ECLI:NL:CRVB:2006:AV3943
Centrale Raad van Beroep
- Hoger beroep
- M.I. ’t Hooft
- G.M.T. Berkel-Kikkert
- H.J. de Mooij
- Rechtspraak.nl
Toekenning van een verlaagd aanrechtblad op basis van de Wet voorzieningen gehandicapten
In deze zaak heeft appellante, wonende te [woonplaats], hoger beroep ingesteld tegen de uitspraak van de rechtbank Leeuwarden van 12 mei 2003, waarin haar verzoek om een in hoogte verstelbaar aanrechtblad op grond van de Wet voorzieningen gehandicapten (Wvg) werd afgewezen. De Centrale Raad van Beroep heeft de zaak behandeld op 1 februari 2006, waarbij appellante niet aanwezig was, maar gedaagde, vertegenwoordigd door H. Inia van de gemeente Leeuwarden, wel. De rechtbank had eerder geoordeeld dat het aanbrengen van een verlaagd aanrechtblad als een verantwoorde voorziening kon worden aangemerkt, ondanks de bezwaren van de echtgenoot van appellante, die rugklachten zou kunnen krijgen door het gebruik van een verlaagd aanrechtblad. De rechtbank benadrukte dat de individuele omstandigheden van de aanvrager leidend zijn bij de beoordeling van aanspraken op woonvoorzieningen, en dat er van de aanvrager en zijn huisgenoten verwacht mag worden dat zij zich aanpassen aan bepaalde beperkingen.

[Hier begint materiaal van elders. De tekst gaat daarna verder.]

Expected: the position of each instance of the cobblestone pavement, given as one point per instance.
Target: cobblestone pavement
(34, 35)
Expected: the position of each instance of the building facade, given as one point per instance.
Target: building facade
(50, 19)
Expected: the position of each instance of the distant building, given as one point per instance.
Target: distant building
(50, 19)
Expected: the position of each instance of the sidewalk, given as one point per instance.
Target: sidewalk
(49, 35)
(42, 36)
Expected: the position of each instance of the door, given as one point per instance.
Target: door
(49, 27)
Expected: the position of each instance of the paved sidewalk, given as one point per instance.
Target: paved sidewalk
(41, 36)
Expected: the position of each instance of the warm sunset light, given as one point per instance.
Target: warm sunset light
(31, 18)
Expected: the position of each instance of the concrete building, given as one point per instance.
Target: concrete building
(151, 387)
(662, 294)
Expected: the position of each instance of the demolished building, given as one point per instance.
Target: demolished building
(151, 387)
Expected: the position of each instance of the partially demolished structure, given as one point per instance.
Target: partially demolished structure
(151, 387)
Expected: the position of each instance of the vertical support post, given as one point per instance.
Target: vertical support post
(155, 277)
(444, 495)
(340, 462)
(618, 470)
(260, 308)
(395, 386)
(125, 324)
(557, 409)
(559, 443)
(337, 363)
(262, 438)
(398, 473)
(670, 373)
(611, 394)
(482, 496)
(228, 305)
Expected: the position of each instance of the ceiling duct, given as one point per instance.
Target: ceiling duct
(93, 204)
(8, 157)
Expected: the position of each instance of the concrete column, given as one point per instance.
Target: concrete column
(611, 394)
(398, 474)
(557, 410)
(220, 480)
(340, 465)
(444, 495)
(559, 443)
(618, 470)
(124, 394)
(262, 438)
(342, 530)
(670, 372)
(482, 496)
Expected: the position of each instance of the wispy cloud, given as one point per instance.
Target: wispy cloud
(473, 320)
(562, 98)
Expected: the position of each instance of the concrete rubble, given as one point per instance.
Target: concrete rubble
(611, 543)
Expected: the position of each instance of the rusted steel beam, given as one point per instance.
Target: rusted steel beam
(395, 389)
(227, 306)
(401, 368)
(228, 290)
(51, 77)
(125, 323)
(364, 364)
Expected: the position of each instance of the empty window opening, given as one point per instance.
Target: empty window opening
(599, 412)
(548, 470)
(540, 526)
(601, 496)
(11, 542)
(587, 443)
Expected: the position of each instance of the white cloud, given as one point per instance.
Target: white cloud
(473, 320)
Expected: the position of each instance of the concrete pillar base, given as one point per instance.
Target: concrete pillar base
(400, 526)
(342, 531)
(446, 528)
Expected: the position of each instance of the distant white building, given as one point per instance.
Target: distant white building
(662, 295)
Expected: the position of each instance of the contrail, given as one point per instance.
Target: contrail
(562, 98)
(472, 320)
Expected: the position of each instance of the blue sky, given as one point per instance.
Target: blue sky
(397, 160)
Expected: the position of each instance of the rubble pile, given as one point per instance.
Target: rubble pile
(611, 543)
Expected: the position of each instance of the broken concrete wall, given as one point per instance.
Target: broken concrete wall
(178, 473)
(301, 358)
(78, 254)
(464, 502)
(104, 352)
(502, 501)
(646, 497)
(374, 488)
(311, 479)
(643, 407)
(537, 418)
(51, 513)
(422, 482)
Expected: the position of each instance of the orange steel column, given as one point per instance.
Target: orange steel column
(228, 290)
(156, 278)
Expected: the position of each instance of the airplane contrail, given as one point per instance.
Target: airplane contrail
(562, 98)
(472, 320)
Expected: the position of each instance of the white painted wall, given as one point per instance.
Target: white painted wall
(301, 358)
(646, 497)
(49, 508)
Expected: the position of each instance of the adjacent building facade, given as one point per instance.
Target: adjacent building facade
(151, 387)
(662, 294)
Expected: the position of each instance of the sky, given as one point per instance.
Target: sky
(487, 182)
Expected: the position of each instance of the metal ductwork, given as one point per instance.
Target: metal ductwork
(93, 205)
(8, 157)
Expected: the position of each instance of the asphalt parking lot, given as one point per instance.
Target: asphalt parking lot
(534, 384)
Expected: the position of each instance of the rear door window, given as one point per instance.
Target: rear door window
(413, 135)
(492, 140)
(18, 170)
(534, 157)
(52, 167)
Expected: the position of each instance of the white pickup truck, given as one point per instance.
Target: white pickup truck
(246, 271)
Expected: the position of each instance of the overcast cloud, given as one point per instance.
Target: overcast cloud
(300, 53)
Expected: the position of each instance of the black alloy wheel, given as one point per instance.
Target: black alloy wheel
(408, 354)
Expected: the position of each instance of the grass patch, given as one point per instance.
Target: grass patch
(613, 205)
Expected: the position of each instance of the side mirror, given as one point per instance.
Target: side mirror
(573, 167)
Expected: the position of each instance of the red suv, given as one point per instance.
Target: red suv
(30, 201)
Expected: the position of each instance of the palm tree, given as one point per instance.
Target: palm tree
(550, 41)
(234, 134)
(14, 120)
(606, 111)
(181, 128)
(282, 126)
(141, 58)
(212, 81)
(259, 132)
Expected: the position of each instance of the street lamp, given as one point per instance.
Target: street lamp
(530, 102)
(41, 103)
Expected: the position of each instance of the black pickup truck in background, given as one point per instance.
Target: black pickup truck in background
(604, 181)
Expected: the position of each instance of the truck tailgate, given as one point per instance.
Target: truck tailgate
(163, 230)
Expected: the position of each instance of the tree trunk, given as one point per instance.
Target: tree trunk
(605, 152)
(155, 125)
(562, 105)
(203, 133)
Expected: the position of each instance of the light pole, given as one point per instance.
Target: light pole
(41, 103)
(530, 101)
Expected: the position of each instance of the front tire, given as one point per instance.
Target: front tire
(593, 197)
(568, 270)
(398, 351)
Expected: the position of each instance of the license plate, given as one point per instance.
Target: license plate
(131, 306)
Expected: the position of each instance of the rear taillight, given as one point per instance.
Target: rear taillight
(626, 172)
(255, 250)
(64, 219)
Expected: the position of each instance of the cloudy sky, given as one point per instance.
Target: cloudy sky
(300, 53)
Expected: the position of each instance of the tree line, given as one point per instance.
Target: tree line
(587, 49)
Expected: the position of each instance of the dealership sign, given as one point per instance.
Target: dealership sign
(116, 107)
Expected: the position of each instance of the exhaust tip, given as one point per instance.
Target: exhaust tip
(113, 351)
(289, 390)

De Centrale Raad van Beroep heeft de overwegingen van de rechtbank volledig onderschreven en geen aanleiding gezien om anders te oordelen. Het beroep van appellante op het Protocol werd verworpen, en de Raad zag geen reden voor een veroordeling in de proceskosten. De uitspraak van de rechtbank werd bevestigd, waarmee de beslissing om geen in hoogte verstelbaar aanrechtblad toe te kennen, werd gehandhaafd.